強制移動
ー1ー
歩き始めてからふと振り返るとバスか無くなっていた。
『あれ?』
俺が不思議そうな顔をしていると雅が『どうしたの?』と言った。
『バスが無いんだけど……』
『あれ?ほんとだ?』
『ちゃんとあるわよ。』
レイコさんがそう言って腕時計をさわると、空間に操作パネルが映し出された。
そのパネルを操作すると、さっきバスがあった場所の上空にバスが現れた。
宙に浮いているのに音もしない。
『あそこにあるんだけど、見えないようにしてるだけ。』
そう言ってまた操作パネルをさわると、見えなくなった。
『さぁ、お団子お団子♪』
レイコさんがそう言って歩き出すと、雅も『お団子お団子♪』と言いながら着いていった。
しばらく歩くと街道に出た。
『わぁ!』
雅が感嘆の声をあげる。
今の東京では見られない光景。
舗装されていない街道に遠くまで見渡せる風景。
『水戸黄門でも歩いてそうだな。』
俺がそういうと、雅もウンウンと頷く。
『ミトコウモンて何?』
レイコさんが不思議そうな顔をした。
『えーと……俺達の時代の有名な時代劇で、水戸光國が世直ししながら日本各地を回るやつです。』
『水戸光國?』
『徳川光國かな?』
『でも、時代が違うんじゃない?』
『そうですね……』
レイコさんとは未来の技術のお陰で普通に話せるが、やはり千年も未来の人だから、色々と噛み合わないことも多い。
『こっちね。』
レイコさんは自信満々で歩き始めた。
『なんでそっちだって分かるんですか?』
『これよ。』
レイコさんはそう言って首筋のアクセサリーを指差した。
『私の目には今、色んな情報が写ってるの。』
『ナビみたいなもんですか?』
『そうね。』
レイコさんは楽しそうに笑った。
きっと俺達がいちいち驚くから楽しいのだろう。
しばらく歩くと寺院の門前にある茶店が見えてきた。
『あれ?街道の茶店じゃ無かったんですか?』
『この時代はまだ街道の茶店は少ないのよ。これから街道もどんどん整備されてくから、江戸時代中期にかけて街道の茶店も増えてくみたいね。』
『詳しいですね。』
俺がそういうと、レイコさんはウインクしながらまた首筋のアクセサリーを指差した。
はぁ、ホントになんでも出来るんだな。
俺はため息を着いた。
雅は、そんなことどうでもいいというように『お団子♪お団子♪』と目を輝かせて、茶店を見つめていた。
『いらっしゃーい!』
茶店に入ると、元気な娘が迎えてくれた。
雅はキョロキョロと店内を見渡して、
『これが喫茶店の原点だね。』
と言った。
『俺達の仕事の原点てことかぁ。』
俺も感無量だった。
『あなた達、中でいいの?イメージしてた茶店は外じゃないの?』
レイコさんに外から声をかけられると、俺は雅に聞いた。
『どうする?中でいい?』
『ううん、中はもう見たから、外がいい。その方が茶店っぽいもん。』
店内スペースがあるとは意外だったが、やっぱりレイコさんの言う通り、イメージ的には外だろう。

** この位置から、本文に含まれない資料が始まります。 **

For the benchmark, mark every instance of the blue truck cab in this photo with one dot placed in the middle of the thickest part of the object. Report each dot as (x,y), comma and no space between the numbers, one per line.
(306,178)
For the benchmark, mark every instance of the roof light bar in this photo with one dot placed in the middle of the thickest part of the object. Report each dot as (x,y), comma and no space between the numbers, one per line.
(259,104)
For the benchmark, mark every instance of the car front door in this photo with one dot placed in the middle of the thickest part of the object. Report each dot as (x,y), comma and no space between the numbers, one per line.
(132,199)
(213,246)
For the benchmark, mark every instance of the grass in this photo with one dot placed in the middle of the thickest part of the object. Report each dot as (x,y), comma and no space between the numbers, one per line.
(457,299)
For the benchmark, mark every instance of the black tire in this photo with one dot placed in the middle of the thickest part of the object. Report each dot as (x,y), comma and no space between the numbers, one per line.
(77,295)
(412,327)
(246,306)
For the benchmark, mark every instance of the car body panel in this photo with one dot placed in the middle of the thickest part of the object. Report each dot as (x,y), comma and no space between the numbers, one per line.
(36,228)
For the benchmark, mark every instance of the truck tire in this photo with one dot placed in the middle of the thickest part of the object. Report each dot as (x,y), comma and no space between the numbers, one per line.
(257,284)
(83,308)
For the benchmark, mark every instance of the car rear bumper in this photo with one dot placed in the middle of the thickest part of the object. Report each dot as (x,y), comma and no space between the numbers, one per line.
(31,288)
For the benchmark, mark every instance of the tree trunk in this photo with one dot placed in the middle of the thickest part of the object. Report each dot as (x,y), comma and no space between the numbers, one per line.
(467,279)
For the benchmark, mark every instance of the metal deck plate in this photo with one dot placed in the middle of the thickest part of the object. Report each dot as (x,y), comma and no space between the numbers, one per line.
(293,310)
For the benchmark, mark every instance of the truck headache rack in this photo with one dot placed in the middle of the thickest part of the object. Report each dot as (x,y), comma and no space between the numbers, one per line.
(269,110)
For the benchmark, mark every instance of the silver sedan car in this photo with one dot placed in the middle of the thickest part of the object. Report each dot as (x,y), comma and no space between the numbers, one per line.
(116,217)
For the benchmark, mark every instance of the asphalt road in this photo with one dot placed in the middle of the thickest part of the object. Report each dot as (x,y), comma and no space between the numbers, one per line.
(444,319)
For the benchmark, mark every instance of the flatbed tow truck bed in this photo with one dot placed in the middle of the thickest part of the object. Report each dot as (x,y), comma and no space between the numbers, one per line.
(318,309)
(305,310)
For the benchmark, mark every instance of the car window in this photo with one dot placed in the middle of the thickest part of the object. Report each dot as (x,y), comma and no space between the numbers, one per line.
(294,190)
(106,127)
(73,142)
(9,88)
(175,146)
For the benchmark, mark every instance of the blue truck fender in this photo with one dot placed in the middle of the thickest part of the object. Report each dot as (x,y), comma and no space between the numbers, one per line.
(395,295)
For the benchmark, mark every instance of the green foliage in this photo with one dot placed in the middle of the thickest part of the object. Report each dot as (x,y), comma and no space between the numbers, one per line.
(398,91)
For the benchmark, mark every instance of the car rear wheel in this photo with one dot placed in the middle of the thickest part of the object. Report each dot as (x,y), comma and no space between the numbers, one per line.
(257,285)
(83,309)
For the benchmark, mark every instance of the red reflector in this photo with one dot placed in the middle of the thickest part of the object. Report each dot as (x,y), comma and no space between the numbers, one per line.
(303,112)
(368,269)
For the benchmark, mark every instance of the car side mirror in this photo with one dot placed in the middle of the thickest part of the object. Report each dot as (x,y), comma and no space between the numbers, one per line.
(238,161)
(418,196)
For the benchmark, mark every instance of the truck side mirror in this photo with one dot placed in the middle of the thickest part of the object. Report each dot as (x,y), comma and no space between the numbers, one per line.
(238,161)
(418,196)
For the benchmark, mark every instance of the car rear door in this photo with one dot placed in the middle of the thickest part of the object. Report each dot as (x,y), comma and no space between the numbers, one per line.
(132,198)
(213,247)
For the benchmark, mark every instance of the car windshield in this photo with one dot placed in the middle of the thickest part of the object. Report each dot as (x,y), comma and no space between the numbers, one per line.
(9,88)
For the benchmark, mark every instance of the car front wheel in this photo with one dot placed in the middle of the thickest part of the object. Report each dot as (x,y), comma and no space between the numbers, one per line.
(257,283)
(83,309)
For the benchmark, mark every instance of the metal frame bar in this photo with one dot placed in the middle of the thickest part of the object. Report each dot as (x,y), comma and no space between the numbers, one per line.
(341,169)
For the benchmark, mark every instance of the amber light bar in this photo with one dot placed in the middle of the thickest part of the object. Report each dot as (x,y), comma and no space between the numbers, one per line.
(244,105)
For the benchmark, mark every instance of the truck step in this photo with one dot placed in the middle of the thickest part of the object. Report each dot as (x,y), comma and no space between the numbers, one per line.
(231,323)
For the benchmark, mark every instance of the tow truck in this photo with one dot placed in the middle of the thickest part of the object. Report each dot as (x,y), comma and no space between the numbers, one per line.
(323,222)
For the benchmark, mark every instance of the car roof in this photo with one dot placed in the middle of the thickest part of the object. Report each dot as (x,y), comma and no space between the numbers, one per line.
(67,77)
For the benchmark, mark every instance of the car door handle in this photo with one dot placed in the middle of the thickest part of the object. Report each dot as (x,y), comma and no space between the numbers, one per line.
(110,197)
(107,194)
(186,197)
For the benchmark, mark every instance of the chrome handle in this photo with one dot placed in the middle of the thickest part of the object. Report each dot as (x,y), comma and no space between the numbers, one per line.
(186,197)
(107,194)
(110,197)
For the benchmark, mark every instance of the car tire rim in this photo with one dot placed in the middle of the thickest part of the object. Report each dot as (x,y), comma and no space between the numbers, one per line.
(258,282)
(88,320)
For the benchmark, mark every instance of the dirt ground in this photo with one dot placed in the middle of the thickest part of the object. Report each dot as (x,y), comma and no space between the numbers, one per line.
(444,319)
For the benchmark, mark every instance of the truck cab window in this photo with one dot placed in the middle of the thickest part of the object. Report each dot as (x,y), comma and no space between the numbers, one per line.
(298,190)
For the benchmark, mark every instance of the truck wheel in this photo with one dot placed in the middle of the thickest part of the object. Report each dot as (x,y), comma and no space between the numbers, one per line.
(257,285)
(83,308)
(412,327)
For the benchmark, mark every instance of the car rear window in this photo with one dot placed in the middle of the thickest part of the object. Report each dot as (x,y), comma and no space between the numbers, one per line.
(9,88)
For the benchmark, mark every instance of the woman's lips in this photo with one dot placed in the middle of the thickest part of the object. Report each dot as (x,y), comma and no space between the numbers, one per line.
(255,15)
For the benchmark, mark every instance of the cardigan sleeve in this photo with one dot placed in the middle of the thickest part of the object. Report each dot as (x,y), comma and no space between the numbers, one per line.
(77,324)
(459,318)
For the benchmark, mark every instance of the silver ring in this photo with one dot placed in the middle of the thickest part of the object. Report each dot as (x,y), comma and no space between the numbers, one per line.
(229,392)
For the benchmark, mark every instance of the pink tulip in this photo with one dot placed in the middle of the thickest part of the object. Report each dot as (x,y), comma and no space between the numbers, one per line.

俺達が外の長椅子に腰かけると、レイコさんがお茶を3つ頼んだ。
『あれ?お団子は?』
雅がレイコさんに訴える。
『大丈夫よ。お茶とお茶菓子はセットなの。このお店では新しくお団子を開発して、それが着いてくるらしいわ。』
『お団子って定番なんじゃ?』
『それは江戸時代の話でしょ?ここはまだ江戸時代に突入したばかりで、つい最近までは安土桃山時代だったんだから。』
『そうなんですね。』
俺は歴史には疎かった。
そんな俺が身をもって歴史を体験しているとは不思議だ。
出てきた団子は素朴な味で旨かった。
『おいしーい!』
雅も素直に喜んでいる。
『なるほど……』
レイコさんは味わっているというより、分析しているようだった。
うちの店に来てくれた時は、素直に喜んでくれていたようだったが、この時代の素朴な味は感動するほどではないらしい。
もっとも俺達も味そのものより、この雰囲気の中で食べることで、美味しく感じているのかも知れないが……
『ごちそうさまです。』
看板娘に挨拶して店を離れると、ものすごい勢いで馬が駆け抜けていった。
その馬上では背中に矢を受けた男が、必死の形相で馬を操っている。
それを見送っていると、大きな蹄の音を轟かせた集団が近付いてきた。
馬に乗った五人の侍だ。
口々に何かを叫んでいる。
現代社会ではまず遭遇することのない状況に、避けることも出来ずにいた俺達の目前に馬が迫る。
俺達は目を閉じてその場にうずくまってしまった。